In a bizarre turn of events, US exchange traded funds that invest directly in bitcoin have found themselves in possession of digital assets they did not purchase and cannot sell. These unexpected virtual arrivals, known as “dust”, have been embedded in previous cryptocurrency transactions and sold by past owners, resulting in a small windfall for the funds.

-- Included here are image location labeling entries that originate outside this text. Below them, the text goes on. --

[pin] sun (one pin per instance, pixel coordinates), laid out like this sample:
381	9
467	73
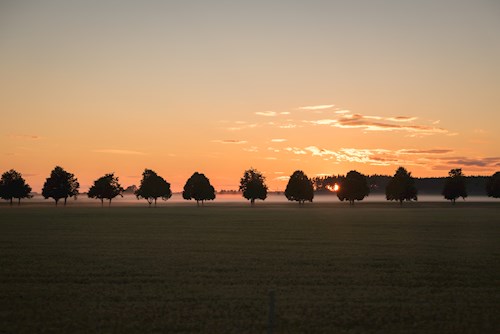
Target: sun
333	188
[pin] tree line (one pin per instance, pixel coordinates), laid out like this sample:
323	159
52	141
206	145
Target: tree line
300	188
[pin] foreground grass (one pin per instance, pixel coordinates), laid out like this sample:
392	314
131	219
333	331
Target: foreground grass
374	268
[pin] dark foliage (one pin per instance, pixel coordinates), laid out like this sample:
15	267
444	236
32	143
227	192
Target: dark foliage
60	184
454	186
198	187
353	187
12	185
106	187
401	187
299	188
493	186
253	185
153	187
324	184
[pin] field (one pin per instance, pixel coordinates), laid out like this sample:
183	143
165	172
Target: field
377	268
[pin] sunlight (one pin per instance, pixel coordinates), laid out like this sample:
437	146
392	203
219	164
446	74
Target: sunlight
333	188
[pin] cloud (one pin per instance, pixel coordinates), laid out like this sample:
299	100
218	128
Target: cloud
287	126
324	122
123	152
318	107
251	149
367	123
25	137
378	123
295	150
266	113
430	151
230	141
402	119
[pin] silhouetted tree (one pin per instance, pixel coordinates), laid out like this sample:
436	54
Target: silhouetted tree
198	187
493	186
153	187
454	186
106	187
401	187
12	185
299	188
60	184
253	185
353	187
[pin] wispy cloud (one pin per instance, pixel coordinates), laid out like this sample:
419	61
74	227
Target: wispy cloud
230	141
295	150
377	123
123	152
317	107
25	137
424	151
266	113
288	126
402	119
251	149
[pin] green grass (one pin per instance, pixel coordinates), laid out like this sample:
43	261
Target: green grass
426	268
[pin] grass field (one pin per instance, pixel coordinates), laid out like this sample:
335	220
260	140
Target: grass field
374	268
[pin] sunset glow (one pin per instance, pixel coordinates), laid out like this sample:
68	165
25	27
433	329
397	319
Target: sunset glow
219	87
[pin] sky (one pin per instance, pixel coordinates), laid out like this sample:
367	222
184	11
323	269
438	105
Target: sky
221	86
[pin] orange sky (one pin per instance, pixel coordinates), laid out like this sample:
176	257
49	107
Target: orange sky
218	87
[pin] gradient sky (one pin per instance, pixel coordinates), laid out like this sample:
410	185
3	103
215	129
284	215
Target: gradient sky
220	86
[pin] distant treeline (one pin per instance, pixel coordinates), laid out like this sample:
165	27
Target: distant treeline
426	185
354	186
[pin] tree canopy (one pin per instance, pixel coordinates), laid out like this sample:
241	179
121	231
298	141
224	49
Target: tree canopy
153	187
60	184
253	185
198	187
454	186
353	187
299	188
106	187
12	185
401	187
493	186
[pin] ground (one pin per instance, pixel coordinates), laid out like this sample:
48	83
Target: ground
374	267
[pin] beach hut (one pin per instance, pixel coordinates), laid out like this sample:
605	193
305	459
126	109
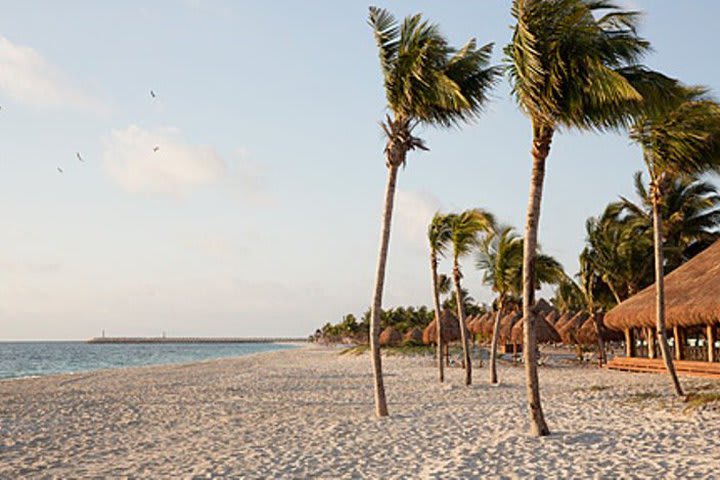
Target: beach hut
390	337
486	325
505	332
692	313
552	317
568	329
544	332
563	319
450	326
587	333
413	336
543	307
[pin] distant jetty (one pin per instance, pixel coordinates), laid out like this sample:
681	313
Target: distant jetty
192	340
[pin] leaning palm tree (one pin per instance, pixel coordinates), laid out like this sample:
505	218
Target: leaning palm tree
427	82
464	230
499	257
570	69
439	237
690	213
620	249
684	140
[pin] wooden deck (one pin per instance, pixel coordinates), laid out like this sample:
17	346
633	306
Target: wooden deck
656	365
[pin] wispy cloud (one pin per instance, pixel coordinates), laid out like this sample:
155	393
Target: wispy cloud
28	78
162	162
414	212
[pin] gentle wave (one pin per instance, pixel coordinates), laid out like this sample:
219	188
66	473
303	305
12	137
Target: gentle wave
36	359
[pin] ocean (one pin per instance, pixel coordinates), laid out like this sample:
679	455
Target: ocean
29	359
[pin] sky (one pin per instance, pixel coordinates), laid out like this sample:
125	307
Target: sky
259	213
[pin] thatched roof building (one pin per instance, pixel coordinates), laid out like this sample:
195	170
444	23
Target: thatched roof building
563	319
390	337
450	326
506	325
692	297
545	333
552	317
587	333
413	336
568	329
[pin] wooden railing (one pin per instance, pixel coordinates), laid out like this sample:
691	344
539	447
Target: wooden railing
656	365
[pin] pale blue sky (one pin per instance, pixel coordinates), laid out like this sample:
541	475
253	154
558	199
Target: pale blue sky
259	214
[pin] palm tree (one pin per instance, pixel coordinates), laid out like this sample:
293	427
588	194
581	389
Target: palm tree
569	69
620	249
464	230
499	257
682	141
426	82
439	237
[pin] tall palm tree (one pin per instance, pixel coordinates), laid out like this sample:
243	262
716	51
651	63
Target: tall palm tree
439	238
684	140
620	249
499	257
690	214
570	69
464	230
427	82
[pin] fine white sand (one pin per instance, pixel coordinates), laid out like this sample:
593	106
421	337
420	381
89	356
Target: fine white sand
308	413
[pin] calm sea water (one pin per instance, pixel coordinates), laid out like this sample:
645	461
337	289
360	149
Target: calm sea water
25	359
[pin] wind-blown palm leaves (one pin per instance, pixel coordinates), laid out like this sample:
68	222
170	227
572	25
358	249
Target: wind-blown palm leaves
572	64
439	238
682	140
620	250
690	214
426	82
499	257
464	230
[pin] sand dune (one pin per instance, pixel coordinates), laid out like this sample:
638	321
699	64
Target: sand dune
307	413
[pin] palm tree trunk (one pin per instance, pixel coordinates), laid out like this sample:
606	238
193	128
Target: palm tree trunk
380	400
463	329
660	294
542	137
493	345
436	301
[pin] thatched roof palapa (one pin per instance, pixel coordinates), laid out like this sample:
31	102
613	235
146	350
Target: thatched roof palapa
544	332
506	325
568	329
587	333
450	326
552	317
563	319
691	296
390	337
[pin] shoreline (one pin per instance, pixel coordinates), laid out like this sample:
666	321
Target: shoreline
308	413
288	345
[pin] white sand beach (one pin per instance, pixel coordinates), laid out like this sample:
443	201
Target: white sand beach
308	413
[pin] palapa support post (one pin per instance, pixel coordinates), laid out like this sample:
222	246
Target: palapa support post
711	342
629	342
650	336
677	341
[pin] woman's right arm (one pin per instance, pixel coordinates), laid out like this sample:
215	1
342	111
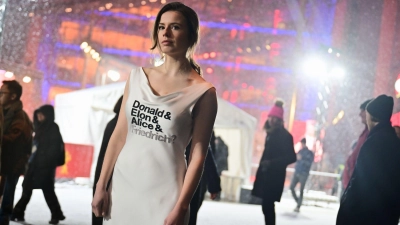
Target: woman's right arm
117	141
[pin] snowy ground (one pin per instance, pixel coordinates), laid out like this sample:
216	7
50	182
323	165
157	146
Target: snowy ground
75	201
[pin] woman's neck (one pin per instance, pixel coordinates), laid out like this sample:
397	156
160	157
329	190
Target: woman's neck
176	66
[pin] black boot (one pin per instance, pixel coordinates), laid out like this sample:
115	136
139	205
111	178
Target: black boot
56	218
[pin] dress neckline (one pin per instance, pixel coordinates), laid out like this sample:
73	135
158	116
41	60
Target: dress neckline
169	94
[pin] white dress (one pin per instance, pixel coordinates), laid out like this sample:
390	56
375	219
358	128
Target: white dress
149	172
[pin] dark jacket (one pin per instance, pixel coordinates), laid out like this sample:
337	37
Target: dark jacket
17	140
270	177
373	195
49	144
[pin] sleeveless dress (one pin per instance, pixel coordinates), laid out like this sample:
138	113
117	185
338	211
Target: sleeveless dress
149	172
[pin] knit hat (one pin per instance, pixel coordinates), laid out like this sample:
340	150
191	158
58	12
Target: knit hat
381	108
277	110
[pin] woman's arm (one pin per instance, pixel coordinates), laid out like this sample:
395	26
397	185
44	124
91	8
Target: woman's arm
115	145
203	121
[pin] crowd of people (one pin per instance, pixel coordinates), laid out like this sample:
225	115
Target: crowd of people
155	179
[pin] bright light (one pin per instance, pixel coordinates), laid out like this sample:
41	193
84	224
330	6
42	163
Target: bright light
325	104
113	75
318	111
87	49
95	55
8	74
314	67
397	85
337	72
327	90
84	45
320	96
26	79
158	62
108	5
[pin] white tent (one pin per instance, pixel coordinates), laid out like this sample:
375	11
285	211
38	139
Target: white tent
82	116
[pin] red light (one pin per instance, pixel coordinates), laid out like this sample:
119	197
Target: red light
277	18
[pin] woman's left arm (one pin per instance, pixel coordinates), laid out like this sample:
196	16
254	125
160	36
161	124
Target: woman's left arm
204	114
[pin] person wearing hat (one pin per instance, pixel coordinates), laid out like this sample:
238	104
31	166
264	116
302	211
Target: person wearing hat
373	195
278	154
351	160
305	158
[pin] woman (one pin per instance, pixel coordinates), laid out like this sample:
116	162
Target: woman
48	147
106	139
163	108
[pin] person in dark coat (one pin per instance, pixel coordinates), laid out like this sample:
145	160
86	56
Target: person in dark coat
16	145
48	147
106	138
373	195
210	180
278	154
305	158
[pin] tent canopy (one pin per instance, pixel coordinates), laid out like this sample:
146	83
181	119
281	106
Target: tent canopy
83	115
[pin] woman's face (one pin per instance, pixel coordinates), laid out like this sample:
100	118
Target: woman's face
41	117
173	35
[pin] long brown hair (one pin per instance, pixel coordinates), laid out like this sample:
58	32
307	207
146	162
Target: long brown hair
193	24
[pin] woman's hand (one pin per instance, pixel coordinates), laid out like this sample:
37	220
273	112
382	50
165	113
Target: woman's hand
100	203
176	217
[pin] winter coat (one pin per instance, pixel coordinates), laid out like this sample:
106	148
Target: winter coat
270	177
373	195
16	141
48	142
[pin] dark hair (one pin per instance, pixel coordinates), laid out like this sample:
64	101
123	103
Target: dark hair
14	87
193	24
374	119
364	105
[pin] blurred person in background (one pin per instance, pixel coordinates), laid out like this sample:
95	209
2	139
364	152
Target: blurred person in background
278	154
16	145
305	158
48	153
351	160
397	129
372	196
210	181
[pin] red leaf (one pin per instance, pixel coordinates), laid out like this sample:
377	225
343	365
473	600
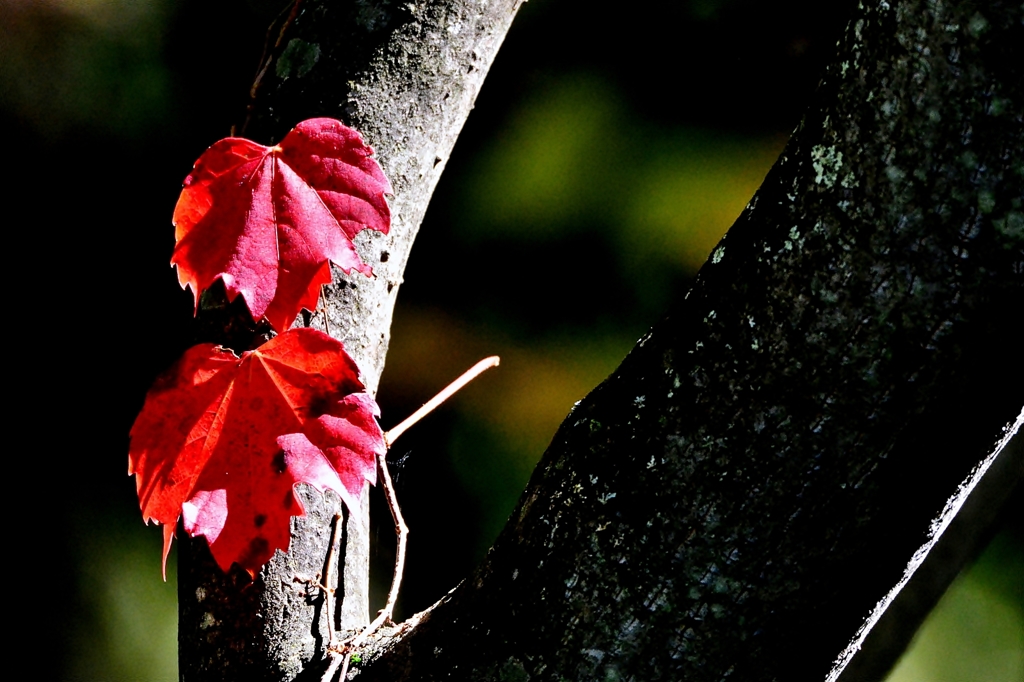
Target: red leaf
266	220
222	440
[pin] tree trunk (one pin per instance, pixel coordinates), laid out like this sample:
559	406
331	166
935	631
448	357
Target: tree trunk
406	76
738	495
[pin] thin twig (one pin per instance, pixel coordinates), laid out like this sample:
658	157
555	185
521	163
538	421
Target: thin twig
336	659
266	57
331	560
341	652
445	393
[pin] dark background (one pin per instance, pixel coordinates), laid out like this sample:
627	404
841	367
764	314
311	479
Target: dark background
607	152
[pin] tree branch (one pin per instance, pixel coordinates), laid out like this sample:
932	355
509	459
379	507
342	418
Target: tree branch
733	501
406	75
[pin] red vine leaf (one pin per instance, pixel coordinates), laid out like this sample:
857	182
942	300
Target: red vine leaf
222	440
267	219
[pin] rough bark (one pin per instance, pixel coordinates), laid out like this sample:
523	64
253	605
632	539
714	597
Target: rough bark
406	75
737	496
735	499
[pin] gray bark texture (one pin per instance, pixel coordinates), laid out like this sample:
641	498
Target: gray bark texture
406	76
735	499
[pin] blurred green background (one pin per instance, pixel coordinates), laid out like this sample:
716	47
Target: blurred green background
592	129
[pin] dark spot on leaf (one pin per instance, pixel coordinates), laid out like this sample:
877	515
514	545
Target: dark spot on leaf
256	554
278	463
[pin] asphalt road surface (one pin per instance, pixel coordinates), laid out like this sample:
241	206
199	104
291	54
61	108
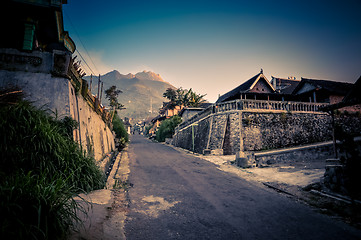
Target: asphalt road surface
177	196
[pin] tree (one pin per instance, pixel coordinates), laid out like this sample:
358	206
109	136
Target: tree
167	127
112	95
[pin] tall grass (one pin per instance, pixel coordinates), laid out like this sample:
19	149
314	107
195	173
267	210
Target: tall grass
41	170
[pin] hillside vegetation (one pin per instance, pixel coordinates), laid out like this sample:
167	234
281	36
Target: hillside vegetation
140	92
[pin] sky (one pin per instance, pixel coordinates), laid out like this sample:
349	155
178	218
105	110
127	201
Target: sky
214	46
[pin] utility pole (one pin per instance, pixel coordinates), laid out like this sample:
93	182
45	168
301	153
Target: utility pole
91	80
101	94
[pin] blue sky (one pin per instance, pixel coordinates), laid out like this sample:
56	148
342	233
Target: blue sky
214	46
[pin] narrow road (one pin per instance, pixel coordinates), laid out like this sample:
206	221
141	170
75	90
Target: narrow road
177	196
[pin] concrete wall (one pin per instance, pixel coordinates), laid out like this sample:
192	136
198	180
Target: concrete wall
242	130
234	131
58	95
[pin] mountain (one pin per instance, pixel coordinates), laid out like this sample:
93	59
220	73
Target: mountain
141	92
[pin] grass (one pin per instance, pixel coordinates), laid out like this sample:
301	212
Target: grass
41	170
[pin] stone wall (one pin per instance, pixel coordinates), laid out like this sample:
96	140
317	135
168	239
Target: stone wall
234	131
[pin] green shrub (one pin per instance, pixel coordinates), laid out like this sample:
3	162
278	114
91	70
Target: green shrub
41	170
166	128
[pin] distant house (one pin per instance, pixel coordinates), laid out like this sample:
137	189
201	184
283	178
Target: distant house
322	91
284	85
168	111
351	102
257	88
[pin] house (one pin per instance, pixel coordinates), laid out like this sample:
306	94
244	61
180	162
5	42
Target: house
321	91
258	88
169	111
34	25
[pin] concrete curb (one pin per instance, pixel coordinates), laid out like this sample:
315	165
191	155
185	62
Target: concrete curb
120	171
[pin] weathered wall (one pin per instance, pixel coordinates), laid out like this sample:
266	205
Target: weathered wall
58	95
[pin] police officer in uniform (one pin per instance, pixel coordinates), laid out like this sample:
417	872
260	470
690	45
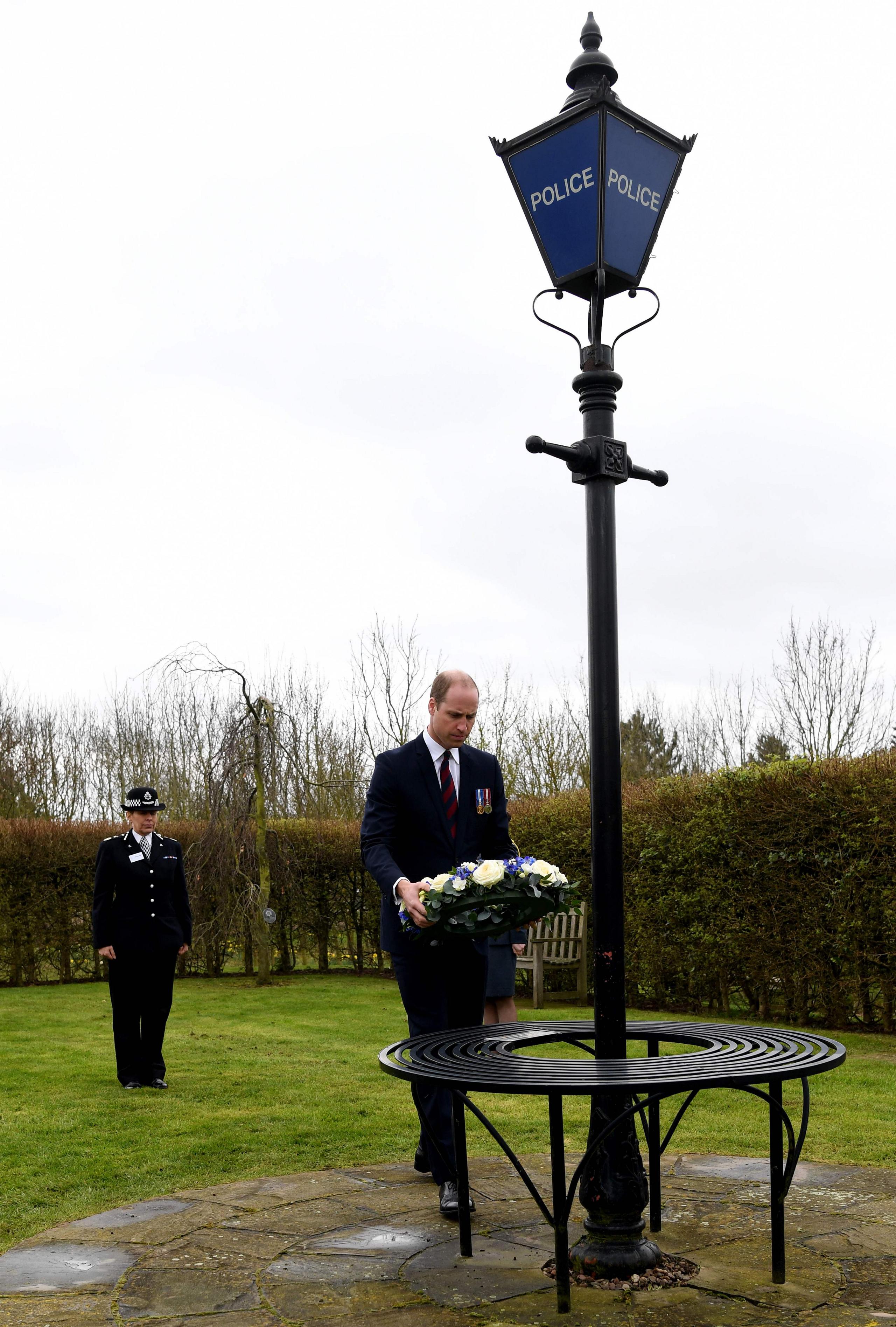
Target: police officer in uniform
141	923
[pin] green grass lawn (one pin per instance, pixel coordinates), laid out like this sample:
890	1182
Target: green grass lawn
279	1079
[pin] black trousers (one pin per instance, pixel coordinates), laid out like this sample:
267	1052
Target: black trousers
442	986
140	986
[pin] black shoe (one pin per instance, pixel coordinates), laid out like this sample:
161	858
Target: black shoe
448	1200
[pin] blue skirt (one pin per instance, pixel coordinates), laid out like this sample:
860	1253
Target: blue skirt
502	972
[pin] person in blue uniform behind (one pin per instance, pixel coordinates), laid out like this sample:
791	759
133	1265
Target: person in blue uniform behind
501	982
141	923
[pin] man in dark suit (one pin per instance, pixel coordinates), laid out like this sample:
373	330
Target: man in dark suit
433	805
141	923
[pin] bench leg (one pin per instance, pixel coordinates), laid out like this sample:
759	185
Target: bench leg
653	1152
777	1175
582	981
538	977
460	1131
559	1203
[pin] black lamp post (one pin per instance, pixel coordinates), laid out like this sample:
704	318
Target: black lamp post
595	183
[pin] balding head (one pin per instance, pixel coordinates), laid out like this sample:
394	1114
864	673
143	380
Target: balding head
444	681
453	704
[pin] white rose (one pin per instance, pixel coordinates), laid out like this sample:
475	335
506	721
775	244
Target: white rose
489	874
545	871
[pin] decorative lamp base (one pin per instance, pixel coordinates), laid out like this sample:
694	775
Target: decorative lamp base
614	1248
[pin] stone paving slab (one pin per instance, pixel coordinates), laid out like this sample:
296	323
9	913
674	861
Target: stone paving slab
367	1246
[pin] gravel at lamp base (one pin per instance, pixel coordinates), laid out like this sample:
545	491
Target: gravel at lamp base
670	1272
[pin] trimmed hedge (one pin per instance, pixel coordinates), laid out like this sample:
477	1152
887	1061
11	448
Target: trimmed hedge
769	888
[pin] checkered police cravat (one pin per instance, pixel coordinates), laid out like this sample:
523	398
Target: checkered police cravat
449	794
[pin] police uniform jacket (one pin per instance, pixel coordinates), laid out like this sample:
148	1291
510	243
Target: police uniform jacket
141	903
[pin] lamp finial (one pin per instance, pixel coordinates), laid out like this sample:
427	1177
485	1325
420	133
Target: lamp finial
587	69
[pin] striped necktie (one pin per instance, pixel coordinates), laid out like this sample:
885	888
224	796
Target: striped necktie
449	794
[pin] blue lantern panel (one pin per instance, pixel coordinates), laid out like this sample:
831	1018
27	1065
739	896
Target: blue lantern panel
638	174
559	180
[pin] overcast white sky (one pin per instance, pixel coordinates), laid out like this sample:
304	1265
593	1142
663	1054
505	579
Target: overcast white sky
266	346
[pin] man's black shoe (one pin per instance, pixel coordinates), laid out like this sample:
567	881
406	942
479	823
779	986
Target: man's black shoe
448	1200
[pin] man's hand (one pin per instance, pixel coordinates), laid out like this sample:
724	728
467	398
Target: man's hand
410	895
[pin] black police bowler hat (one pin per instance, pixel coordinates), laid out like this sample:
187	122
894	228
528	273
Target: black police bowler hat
142	799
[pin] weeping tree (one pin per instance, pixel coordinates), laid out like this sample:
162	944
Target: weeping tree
241	782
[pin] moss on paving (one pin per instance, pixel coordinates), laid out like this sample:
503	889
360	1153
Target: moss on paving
286	1078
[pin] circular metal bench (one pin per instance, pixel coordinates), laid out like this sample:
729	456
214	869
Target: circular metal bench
494	1059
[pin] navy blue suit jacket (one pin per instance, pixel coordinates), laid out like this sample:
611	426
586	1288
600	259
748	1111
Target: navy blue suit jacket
405	830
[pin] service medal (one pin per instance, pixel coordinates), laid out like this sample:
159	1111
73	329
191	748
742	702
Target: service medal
484	802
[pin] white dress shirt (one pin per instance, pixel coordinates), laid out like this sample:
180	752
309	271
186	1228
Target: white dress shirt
454	766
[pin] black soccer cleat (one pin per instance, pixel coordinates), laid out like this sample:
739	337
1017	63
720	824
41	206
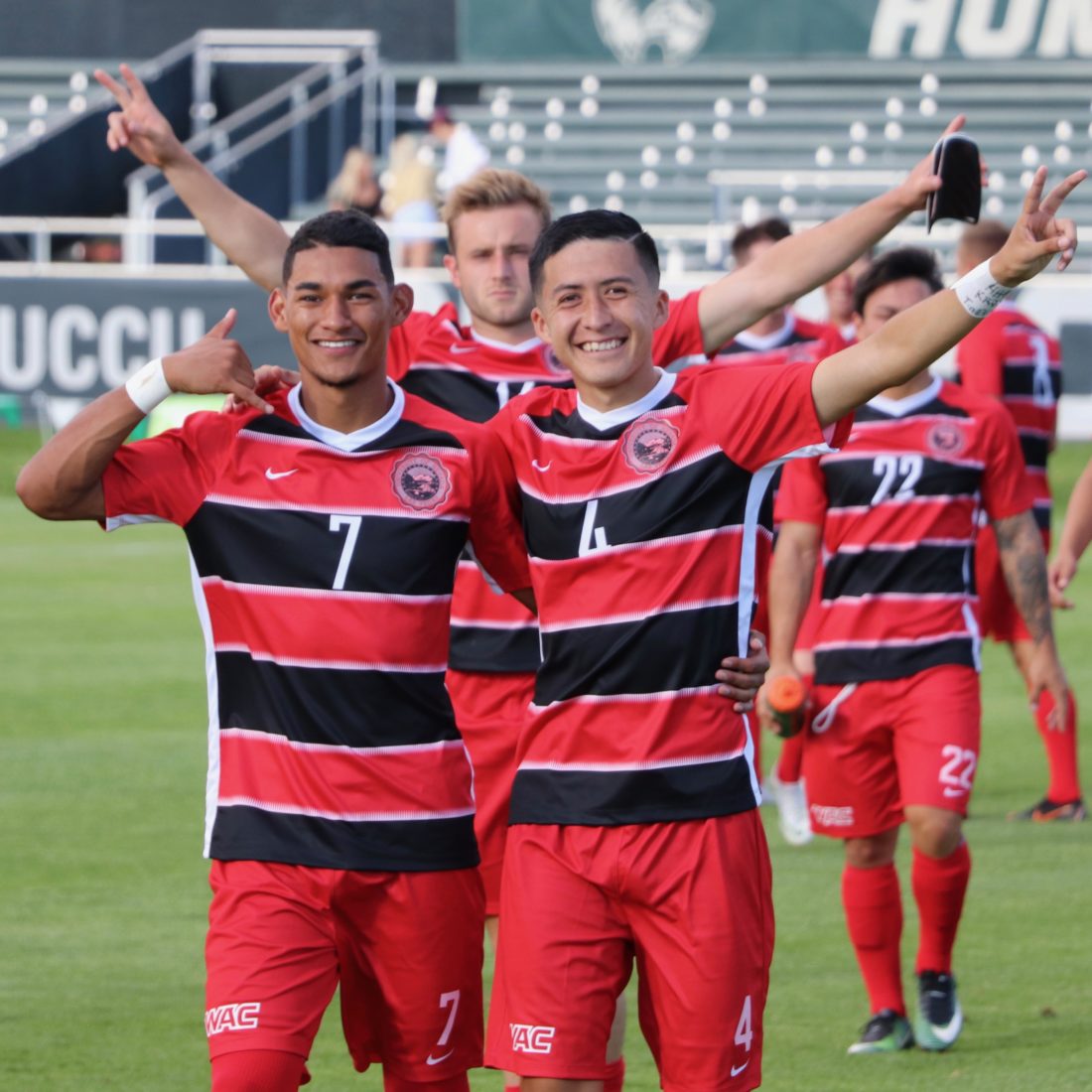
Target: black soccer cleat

However, due to regulatory restrictions, the bitcoin ETF managers are unable to cash in on their newfound fortune. The Securities and Exchange Commission has not granted approval for the sale of these bonus virtual assets to avoid potential tax regulation violations.
The issue of “dust” has been growing since the launch of US spot bitcoin ETFs in January, with more than 500,000 bitcoin hoovered up by these funds. Many of these gifts have been made possible through the creation of bitcoin NFTs (non-fungible tokens) that allow text and images to be embedded into bitcoin.
Some of the digital wallets of ETF providers, such as Cathie Wood’s Ark Investment Management and Bitwise Asset Management, have been found to contain assets other than bitcoin, including digital artworks and rare cryptocurrency tokens. Despite efforts to keep “dust” at arm’s length, the ETFs may face challenges in maintaining their legal status if they attempt to sell these assets.
As the debate over the handling of unsolicited crypto gifts continues, it remains to be seen how bitcoin ETFs will navigate this unexpected turn of events.